Degraded performance for some pages

Incident Report for SpeedCurve

Postmortem

On 5 September 2019, we became aware of increased CPU usage on our test agents across all SpeedCurve regions. Unfortunately, the increased CPU usage affected metrics for almost all of the tests that were run between 3-11 September 2019. CPU-based metrics like TTI & scripting time were the most heavily affected, but in many cases time-based metrics like start render & speedindex were also affected.

We know that dramatic changes in metrics like this can be frustrating, especially when you aren't sure what caused the change. We now know that the root cause of this incident was an update to the Linux kernel on the servers that run our test agents. The unusually long duration of the incident was due to a combination of insufficient monitoring, a complex tech stack, and a slow debugging feedback loop.

What happened

Let's dive straight into a timeline of events. All times are in UTC.

2 Sep 21:00

An update to the Linux kernel was installed on our test agents. All of our test agents run Ubuntu 18.04 LTS and are configured to run a software update when they first boot, as well as every 24 hours. For this reason, there would have been a mixture of "good" and "bad" test agents for several hours after this point.

3 Sep 13:06

Our internal monitoring alerted us to an increase in CPU metrics. At this point there was still a mixture of "good" and "bad" test agents, so the data that triggered the alert appeared to be caused by some anomalies rather than a genuine issue. For this reason, the alert was ignored on the assumption that a genuine issue would issue subsequent alerts.

4 Sep 02:00

Our internal monitoring alerted us to another increase in CPU metrics, this time for a third party script (Google Analytics).
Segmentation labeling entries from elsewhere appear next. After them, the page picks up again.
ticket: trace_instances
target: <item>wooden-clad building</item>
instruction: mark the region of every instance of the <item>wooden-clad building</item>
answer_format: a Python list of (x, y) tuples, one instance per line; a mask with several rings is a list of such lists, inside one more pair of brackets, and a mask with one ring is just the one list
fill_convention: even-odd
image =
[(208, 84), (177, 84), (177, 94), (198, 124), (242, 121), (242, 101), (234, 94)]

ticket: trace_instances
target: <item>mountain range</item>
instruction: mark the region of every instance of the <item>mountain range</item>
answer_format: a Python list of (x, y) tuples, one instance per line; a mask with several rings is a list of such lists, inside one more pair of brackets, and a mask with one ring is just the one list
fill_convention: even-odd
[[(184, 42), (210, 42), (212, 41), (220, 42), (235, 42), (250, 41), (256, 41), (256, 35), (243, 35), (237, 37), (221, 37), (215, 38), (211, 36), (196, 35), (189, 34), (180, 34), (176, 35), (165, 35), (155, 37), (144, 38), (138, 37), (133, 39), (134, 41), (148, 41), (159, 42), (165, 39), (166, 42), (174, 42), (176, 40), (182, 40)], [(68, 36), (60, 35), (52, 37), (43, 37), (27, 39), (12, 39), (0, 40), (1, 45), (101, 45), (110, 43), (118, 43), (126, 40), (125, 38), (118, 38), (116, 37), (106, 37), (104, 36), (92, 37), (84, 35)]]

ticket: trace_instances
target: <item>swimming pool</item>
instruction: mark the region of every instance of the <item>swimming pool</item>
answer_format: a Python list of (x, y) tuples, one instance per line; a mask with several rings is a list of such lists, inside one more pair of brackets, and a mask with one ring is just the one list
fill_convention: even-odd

This prompted a short investigation, but it was believed that the alert was caused by a change in Google Analytics rather than an issue with the test agents.

5 Sep 02:28

Our internal monitoring alerted us again to an increase in CPU metrics. This time the alert was seen and taken more seriously, because it appeared to be more widespread than a single third party. Investigation into the issue began in earnest at this point.

5 Sep 03:35

We received the first report from a SpeedCurve user about degraded performance.

5 Sep 03:38

More members of the SpeedCurve team joined the discussion to speculate about possible causes. The tech stack for our test agents has several layers:

The SpeedCurve application, which orchestrates the testing
WebPageTest, which farms testing jobs to individual test agents
The test agent software, which control the web browsers and extract performance data
The web browsers
Linux
Amazon EC2

Our goal at this point was to rule out as many layers as possible so that we could focus the investigation.

5 Sep 07:16

More internal monitoring alerted us to the fact that this issue is much more widespread than we initially thought. We began to speculate that there could be an EC2 issue, but this was ruled out as the issue appeared to be spread across multiple regions.

6 Sep 00:56

By this point we had ruled out all layers except for Linux and EC2. We believed the most likely cause was a software package upgrade, and began a binary search to identify the package.

6 Sep 05:00

No further investigation was performed over the weekend.

8 Sep 20:28

After some false positives identifying the software package, we switched to a much more thorough debugging method. This involved upgrading software packages one-by-one, rebooting the server, and creating AMI snapshots at every step of the way.

9 Sep 21:20

After a flood of support tickets from SpeedCurve users, we agreed that this issue was widespread enough to justify creating an incident on our status page.

10 Sep 03:06

We identified an update to the Linux kernel as the root cause. This was unexpected, and started some heavy discussions around whether automated software updates were appropriate for our test agents.

10 Sep 20:30

The SpeedCurve team agreed to roll back the Linux kernel to a known-good version and disable automatic software updates.

11 Sep 05:52

We began preparing patched test agent images for all of our test regions.

11 Sep 09:35

All regions except for London had been switched to the patched test agents. The London region seemed to be experiencing issues and we were unable to copy images to it.

11 Sep 10:25

The London region was switched to the patched test agents. The incident was marked as resolved on our status page.

What didn't go well

This was SpeedCurve's most widespread and longest-running incident. There are many reasons for this, but the biggest reasons are as follows:

While we have full control over changes to the SpeedCurve application and WebPageTest, there are several layers of our tech stack that we have less control over. Even though we exclusively use stable and LTS (long-term support) software update channels, we are still at the mercy of software vendors to ensure no breaking changes are introduced. Clearly the use of stable and LTS channels is not enough to prevent issues like this from occurring.
Our internal monitoring produced some unexpected results, and we ignored the first two alerts. For this reason, it took us around 48 hours to realise the severity of this incident.
We are familiar with breaking changes being introduced in web browsers, but this was the first incident where we had to dig all the way down to the operating system level. Our existing debugging processes were not sufficient to deal with this incident, and it took much longer than anticipated to find the root cause. We also had no way to revert to a known-good OS configuration, since our existing rollback scenarios only accounted for issues higher up the stack.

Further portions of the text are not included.